Child Penalties and Gender Inequality
The idea that parenthood has differential effects on women and men is not new. However, recent work has developed new and transparent ways of estimating the magnitude of child penalties — the negative effects of having children on the labor market outcomes of women relative to men. This research quantifies how much of gender inequality child penalties explain and studies their underlying drivers.
While this research agenda is ongoing, a clear picture is beginning to emerge: child penalties account for most of the remaining gender inequality in labor market outcomes, at least in developed countries, and they cannot be explained by traditional mechanisms rooted in biology, comparative advantage, or public policies. Rather, child penalties seem to reflect social norms about the roles of men and women, norms that vary strongly across space and demographic groups. Further reductions in gender inequality will require a reduction in child penalties, which in turn requires a change in gender norms. This view represents a strong departure from traditional research on gender inequality, which focused on human capital accumulation and discrimination. In this article, I present a nontechnical review of my recent work on child penalties.
Child Penalties: The Facts
To set the scene, Figure 1 presents evidence on child penalties in the United States. The results are taken from my 2022 study,1 and they are based on the event study approach I developed with Camille Landais and Jakob Egholt Søgaard.2 The figure shows the evolution of employment and earnings for men (black lines) and women (blue lines) around the birth of a first child. The year of the first child’s birth is indexed as event time t = 0, marked by the dashed vertical line. The outcomes of both men and women have been normalized to zero in a base year before a child’s birth (specifically at t = −2), so that outcomes in any given year are measured relative to that pre-child base year. Changes relative to the base year are reported in percentages.
The findings are striking. The outcomes of men and women are almost perfectly parallel before childbirth, and diverge immediately and sharply after childbirth. Having a child is a nonevent for men, but leads to an immediate and persistent drop in employment and earnings for women. Parenthood reduces female employment by 25 percent and female earnings by 33 percent, relative to males. These estimates are obtained from event studies around the first child’s birth and do not condition on the total number of children. As a result, the child-driven gap between men and women reflects the impact of subsequent children as well.3 The size of the child penalty increases with the number of children.
The preceding estimates are based on data from 1968 to 2020. As shown in my 2022 study, US child penalties have declined significantly over time, but virtually all of this decline occurred prior to the mid-1990s. Since that time, child penalties have been stagnant, a finding that explains the observed slowdown of gender convergence in recent decades.
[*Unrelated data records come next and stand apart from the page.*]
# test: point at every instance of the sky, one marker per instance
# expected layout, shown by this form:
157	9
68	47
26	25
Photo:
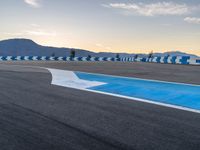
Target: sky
132	26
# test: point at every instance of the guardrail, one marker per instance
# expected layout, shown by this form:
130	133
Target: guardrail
166	60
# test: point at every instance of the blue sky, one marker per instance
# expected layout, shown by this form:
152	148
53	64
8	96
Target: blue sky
134	26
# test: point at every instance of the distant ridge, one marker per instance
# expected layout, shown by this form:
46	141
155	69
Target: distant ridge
27	47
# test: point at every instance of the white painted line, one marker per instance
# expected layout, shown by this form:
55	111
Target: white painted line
69	79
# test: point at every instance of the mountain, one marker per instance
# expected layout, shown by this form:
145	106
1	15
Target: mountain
26	47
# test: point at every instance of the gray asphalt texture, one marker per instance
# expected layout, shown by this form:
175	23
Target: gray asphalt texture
35	115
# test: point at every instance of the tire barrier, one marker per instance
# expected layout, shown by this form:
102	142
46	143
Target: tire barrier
165	60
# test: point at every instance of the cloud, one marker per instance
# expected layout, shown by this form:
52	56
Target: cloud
33	3
153	9
192	20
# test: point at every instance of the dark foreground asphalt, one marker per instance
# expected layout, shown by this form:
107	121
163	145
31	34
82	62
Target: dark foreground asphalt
35	115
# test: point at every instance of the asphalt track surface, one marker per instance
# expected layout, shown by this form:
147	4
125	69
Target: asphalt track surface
35	115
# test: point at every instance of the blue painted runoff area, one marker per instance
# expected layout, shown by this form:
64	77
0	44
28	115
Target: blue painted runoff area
184	95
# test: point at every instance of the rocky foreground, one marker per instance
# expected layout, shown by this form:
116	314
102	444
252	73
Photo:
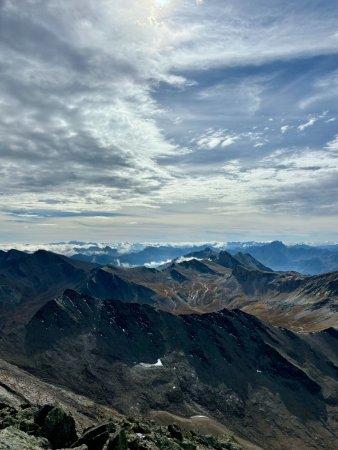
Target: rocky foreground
48	427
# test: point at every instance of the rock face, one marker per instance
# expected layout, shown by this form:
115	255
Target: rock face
200	282
226	365
47	427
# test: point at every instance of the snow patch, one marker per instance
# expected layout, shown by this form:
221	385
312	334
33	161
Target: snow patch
187	258
157	364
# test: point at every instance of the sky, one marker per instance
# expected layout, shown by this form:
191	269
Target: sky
168	120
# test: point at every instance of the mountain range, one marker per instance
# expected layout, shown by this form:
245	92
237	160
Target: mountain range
209	334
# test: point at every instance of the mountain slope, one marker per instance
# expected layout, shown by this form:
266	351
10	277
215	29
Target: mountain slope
269	385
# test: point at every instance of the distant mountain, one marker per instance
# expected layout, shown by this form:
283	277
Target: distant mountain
187	285
305	259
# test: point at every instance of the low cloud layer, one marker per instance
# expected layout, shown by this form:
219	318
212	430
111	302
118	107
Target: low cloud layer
168	119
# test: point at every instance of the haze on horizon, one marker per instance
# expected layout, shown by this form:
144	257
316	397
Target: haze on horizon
168	120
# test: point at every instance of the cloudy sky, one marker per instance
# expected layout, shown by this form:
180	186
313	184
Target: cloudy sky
168	120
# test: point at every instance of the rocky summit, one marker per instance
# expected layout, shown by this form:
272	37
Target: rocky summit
174	357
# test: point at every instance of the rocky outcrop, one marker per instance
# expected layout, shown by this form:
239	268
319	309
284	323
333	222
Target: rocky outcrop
47	427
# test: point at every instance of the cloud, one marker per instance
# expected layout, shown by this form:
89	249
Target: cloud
285	128
160	112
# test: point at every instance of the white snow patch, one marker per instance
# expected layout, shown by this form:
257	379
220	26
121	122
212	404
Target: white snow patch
187	258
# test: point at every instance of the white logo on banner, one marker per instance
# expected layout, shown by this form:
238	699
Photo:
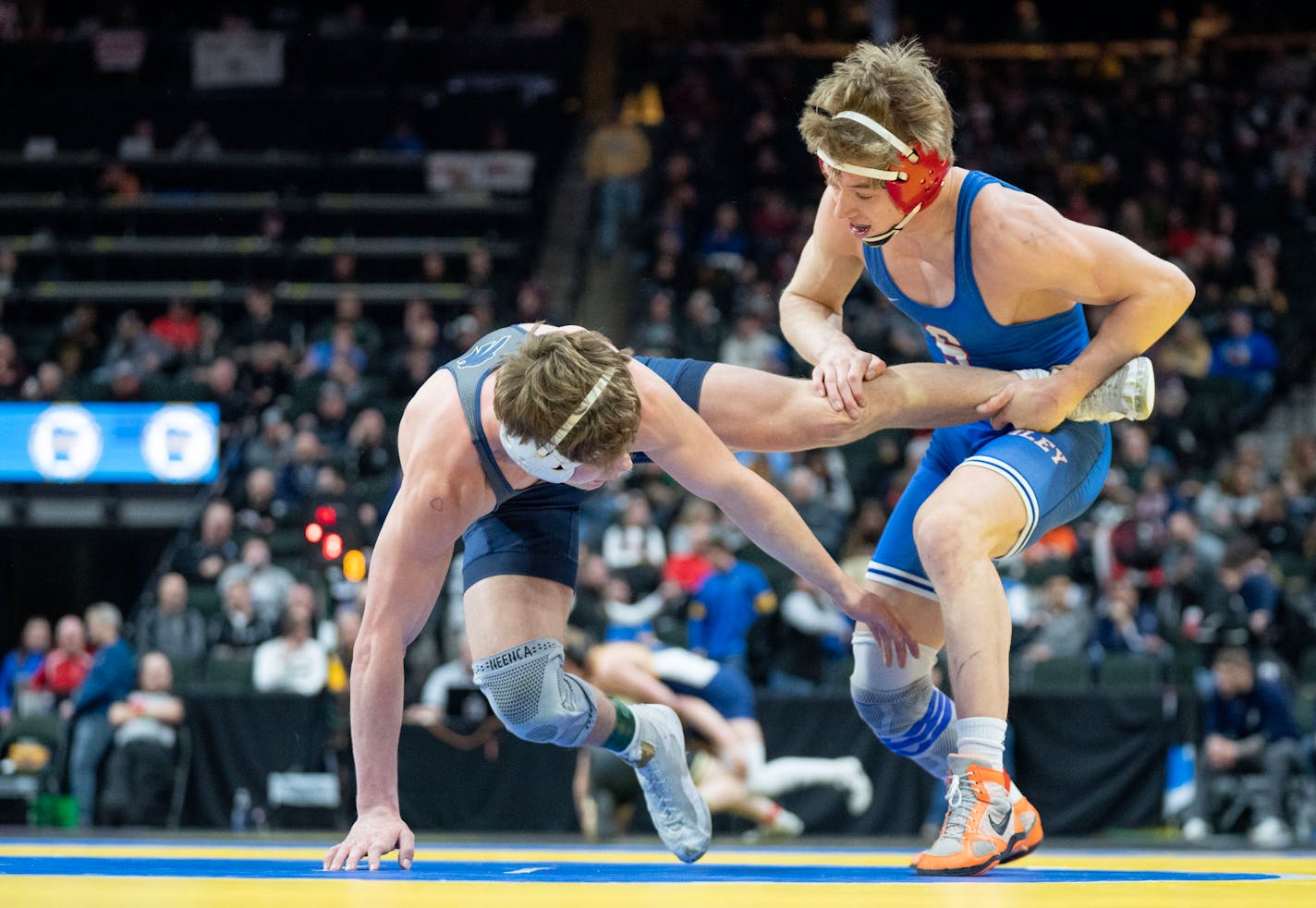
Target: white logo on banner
179	443
65	442
238	59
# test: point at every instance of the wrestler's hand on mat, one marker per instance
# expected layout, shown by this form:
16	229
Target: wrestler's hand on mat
375	833
887	628
840	375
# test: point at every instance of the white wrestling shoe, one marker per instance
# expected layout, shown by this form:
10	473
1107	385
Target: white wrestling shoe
1129	393
678	809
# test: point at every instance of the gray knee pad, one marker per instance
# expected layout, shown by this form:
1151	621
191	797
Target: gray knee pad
902	706
534	697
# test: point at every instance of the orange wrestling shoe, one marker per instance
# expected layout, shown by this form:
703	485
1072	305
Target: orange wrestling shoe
980	827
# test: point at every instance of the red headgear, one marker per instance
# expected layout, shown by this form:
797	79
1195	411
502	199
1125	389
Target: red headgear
912	185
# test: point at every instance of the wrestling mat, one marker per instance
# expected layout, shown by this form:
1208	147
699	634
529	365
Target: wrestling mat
254	874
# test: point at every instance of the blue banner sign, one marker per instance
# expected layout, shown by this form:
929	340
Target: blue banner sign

How does the US compare with other countries? My study with Landais and Søgaard provides evidence from Denmark, while another study with Landais, Johanna Posch, Andreas Steinhauer, and Josef Zweimüller provides evidence from a number of countries in Europe and North America.4 In ongoing work, Landais, Gabriel Leite Mariante, and I are building a global database of child penalties.5 The bottom line is that the qualitative patterns in Figure 1 apply to almost every country, but the quantitative magnitudes vary greatly. As an illustration, Figure 2 provides evidence from two European countries: Denmark and Switzerland. Child penalties in Denmark are considerably smaller than in the US, whereas child penalties in Switzerland are much larger. For example, the earnings penalty varies from 24 percent in Denmark to a staggering 68 percent in Switzerland. Child penalties in other Scandinavian countries are similar to those in Denmark, while child penalties in other central European countries — such as Austria, Czech Republic, Germany, and Hungary — are similar to those in Switzerland.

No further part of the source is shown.